The speech was widely quoted in newspapers the next day. The full text was reprinted in the Pittsburgh Press.

==Personal life ==
Hogan married Mary Cecile Adair of Savannah, Georgia, in 1899; they had a daughter, Dorothy. In addition to his professional work, Hogan served for a time as vice president of the Shakespeare Association of America. He also collected rare books and manuscripts, which he kept in a library on the top floor of his home. By the time of his death, the Frank J. Hogan Library was one of the world's most valuable private collections. The books were sold at auction in New York in 1945 and 1946.

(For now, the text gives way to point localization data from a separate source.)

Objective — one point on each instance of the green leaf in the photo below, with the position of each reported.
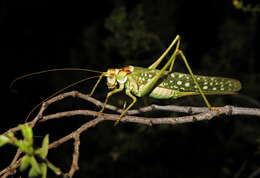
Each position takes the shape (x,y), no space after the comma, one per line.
(3,140)
(25,146)
(27,133)
(43,151)
(35,169)
(55,169)
(43,167)
(45,148)
(25,162)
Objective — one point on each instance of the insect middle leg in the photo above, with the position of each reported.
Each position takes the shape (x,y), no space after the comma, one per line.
(121,87)
(128,93)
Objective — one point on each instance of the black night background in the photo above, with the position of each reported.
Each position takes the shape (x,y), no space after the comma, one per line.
(217,38)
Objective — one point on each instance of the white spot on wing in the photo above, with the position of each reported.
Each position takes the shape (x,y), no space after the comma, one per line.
(179,82)
(187,84)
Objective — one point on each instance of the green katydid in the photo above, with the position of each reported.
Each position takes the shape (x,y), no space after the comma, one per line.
(163,83)
(156,83)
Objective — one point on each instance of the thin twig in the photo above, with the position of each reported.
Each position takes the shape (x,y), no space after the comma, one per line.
(198,114)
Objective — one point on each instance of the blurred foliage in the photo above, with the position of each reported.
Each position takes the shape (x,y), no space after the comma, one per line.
(34,158)
(219,37)
(239,4)
(128,35)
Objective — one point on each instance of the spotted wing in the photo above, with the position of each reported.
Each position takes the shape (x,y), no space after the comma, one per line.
(210,85)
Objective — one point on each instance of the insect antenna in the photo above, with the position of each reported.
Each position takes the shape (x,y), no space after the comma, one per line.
(57,92)
(46,71)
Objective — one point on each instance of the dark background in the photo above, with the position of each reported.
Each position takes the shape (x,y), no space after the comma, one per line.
(217,38)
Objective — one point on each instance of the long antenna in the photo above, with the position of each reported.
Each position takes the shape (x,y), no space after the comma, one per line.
(57,92)
(46,71)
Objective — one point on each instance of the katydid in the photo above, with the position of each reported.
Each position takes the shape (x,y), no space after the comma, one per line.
(156,83)
(163,83)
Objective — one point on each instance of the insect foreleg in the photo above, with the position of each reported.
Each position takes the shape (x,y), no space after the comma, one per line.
(193,78)
(121,87)
(128,93)
(158,61)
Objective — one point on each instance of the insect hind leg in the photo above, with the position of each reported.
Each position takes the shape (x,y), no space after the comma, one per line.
(158,61)
(179,52)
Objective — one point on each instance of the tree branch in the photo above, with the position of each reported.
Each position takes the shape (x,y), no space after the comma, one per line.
(196,114)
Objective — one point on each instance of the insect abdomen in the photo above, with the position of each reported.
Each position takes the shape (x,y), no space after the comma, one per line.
(184,82)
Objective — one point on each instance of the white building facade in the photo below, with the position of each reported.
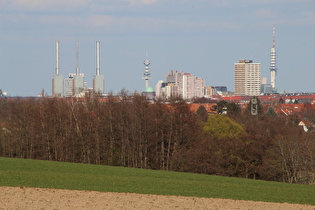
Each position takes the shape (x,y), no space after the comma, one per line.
(247,78)
(180,84)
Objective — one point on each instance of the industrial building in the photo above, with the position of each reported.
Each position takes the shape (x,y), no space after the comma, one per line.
(74,85)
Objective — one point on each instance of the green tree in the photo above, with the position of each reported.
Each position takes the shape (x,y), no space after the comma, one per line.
(223,127)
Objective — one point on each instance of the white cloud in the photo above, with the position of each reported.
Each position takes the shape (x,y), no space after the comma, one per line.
(39,5)
(264,14)
(134,2)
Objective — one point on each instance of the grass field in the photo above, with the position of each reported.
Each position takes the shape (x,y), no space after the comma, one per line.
(48,174)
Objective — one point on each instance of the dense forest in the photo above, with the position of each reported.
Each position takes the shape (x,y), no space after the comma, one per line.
(128,131)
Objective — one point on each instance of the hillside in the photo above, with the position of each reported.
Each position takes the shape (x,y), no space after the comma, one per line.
(58,175)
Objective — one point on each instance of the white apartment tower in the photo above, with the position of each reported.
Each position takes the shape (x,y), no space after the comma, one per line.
(78,79)
(98,81)
(180,84)
(273,61)
(247,78)
(57,81)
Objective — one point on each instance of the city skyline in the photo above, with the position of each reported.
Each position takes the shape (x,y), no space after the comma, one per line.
(201,37)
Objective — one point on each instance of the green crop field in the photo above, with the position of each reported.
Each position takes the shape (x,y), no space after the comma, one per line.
(59,175)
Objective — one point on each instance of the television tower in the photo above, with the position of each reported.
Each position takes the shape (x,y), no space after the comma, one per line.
(146,75)
(273,66)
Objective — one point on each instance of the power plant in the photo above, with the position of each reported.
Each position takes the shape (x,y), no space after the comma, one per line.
(75,85)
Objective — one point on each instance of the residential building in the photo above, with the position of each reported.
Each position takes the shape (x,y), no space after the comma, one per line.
(247,78)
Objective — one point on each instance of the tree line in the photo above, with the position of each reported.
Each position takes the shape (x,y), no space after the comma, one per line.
(128,131)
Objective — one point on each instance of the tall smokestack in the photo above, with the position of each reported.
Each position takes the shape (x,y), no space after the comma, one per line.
(57,57)
(77,71)
(98,58)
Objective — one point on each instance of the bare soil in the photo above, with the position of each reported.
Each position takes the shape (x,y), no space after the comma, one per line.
(39,198)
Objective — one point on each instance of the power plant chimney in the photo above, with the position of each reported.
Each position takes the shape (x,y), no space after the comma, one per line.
(77,71)
(57,57)
(98,58)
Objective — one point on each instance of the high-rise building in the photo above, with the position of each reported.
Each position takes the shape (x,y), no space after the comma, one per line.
(181,84)
(98,81)
(78,79)
(57,81)
(247,78)
(146,75)
(273,61)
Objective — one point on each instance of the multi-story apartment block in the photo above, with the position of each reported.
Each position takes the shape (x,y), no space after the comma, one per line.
(247,78)
(180,84)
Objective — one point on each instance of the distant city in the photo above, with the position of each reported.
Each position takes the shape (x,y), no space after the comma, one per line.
(247,80)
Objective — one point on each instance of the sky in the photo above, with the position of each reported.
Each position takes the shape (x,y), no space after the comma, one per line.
(201,37)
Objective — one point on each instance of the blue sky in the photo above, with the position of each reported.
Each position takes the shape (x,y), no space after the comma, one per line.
(202,37)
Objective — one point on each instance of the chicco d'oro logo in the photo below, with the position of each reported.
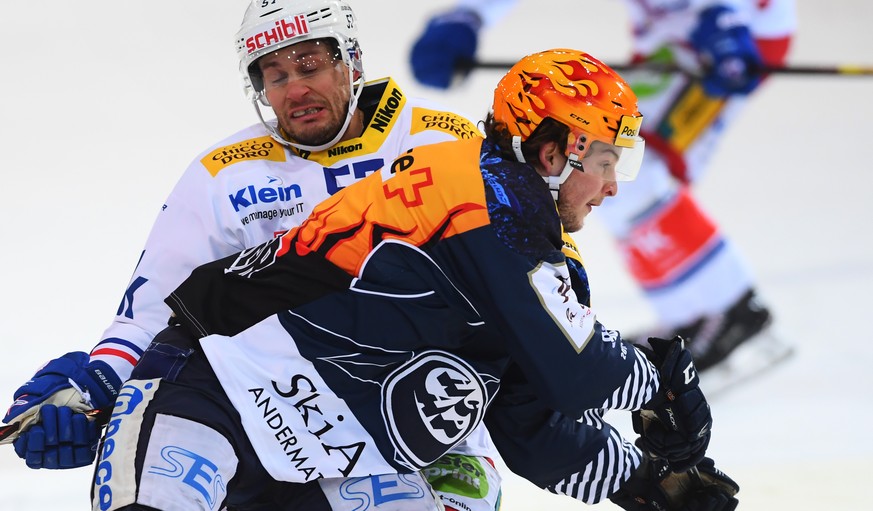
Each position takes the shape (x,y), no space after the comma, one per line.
(434,396)
(264,148)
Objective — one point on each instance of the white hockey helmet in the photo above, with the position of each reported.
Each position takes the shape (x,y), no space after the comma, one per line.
(270,26)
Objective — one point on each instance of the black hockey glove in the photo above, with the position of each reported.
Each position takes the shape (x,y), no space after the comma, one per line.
(653,487)
(675,424)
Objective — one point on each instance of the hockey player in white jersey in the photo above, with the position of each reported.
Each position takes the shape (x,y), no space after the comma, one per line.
(302,64)
(689,270)
(437,293)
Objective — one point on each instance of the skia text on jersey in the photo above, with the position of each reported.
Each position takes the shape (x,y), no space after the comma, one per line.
(387,110)
(303,396)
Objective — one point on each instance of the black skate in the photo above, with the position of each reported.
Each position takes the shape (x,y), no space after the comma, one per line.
(734,346)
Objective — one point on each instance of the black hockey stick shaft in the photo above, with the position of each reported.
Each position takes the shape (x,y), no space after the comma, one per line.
(805,70)
(7,431)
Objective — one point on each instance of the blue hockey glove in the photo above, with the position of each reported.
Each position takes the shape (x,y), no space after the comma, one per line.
(675,424)
(448,40)
(53,412)
(654,487)
(731,60)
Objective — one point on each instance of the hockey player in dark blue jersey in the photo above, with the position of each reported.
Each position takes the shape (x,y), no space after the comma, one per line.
(435,295)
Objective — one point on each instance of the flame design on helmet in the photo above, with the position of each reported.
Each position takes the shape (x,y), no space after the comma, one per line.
(569,86)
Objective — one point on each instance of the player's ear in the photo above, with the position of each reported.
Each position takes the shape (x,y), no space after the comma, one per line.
(551,159)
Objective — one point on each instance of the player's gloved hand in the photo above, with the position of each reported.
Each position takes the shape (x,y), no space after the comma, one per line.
(730,58)
(676,423)
(447,40)
(55,429)
(654,487)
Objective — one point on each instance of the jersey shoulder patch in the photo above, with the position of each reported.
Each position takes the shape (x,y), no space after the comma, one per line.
(261,148)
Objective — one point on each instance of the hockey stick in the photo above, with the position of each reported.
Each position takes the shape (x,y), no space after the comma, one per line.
(468,66)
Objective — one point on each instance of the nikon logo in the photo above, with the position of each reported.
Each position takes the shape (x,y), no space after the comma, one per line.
(341,150)
(385,114)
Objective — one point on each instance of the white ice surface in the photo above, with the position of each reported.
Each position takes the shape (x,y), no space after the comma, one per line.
(103,103)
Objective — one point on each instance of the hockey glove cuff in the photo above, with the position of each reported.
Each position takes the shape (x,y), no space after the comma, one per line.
(654,487)
(675,424)
(50,411)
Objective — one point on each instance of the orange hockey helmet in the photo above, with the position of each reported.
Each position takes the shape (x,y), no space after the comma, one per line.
(578,90)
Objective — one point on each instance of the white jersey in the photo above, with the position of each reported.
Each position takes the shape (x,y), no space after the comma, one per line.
(248,188)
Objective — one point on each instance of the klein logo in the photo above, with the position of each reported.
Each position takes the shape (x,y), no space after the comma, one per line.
(249,196)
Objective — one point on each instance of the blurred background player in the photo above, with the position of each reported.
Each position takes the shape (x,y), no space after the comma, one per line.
(689,271)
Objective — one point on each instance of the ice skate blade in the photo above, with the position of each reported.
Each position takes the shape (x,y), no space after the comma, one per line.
(753,358)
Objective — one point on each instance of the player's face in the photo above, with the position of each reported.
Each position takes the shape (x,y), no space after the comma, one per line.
(308,88)
(582,191)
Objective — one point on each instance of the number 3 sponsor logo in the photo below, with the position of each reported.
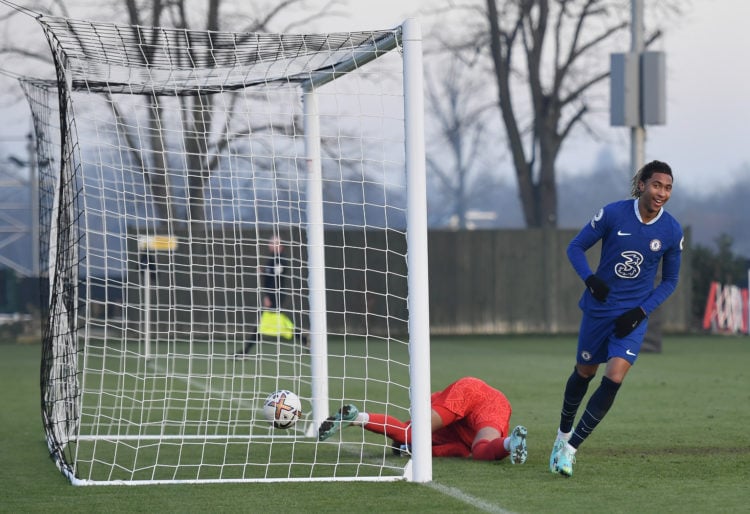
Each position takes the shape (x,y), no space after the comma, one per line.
(631,267)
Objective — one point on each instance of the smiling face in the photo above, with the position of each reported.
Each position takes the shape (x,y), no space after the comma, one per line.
(655,192)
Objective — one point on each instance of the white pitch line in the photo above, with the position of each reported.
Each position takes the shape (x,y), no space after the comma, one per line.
(467,498)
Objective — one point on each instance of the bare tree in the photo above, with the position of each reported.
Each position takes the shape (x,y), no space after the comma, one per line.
(547,59)
(456,150)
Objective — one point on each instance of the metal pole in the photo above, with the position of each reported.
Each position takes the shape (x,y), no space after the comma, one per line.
(316,262)
(637,133)
(416,235)
(34,181)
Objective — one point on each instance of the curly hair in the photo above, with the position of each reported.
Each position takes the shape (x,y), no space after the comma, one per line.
(646,172)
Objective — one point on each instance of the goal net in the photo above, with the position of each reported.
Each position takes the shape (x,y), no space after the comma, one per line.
(173,165)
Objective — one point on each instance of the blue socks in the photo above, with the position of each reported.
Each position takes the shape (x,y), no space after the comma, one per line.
(575,390)
(596,409)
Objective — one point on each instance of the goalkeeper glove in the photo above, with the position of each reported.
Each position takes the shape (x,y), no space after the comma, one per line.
(627,321)
(598,288)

After completing his term as president of the ABA, he was forced to retire because of poor health. He was diagnosed with the early stages of Parkinson's disease in 1938, and his health steadily declined after that. Hogan died at his home in Washington, D.C., on May 15, 1944, after a long illness.

== Awards ==

Hogan received a commendation from the Secretary of War, Newton D. Baker, for his pro-bono services to veterans of World War I. His honorary degrees included an LL.D. from Georgetown University (1925), an LL.D. from Laval University (1929), a D.C.L. from the University of Southern California (1939), and an LL.D. from Manhattan College (1939). At a special service in Jerusalem in 1931, he received an award of the Equestrian Order of the Holy Sepulchre.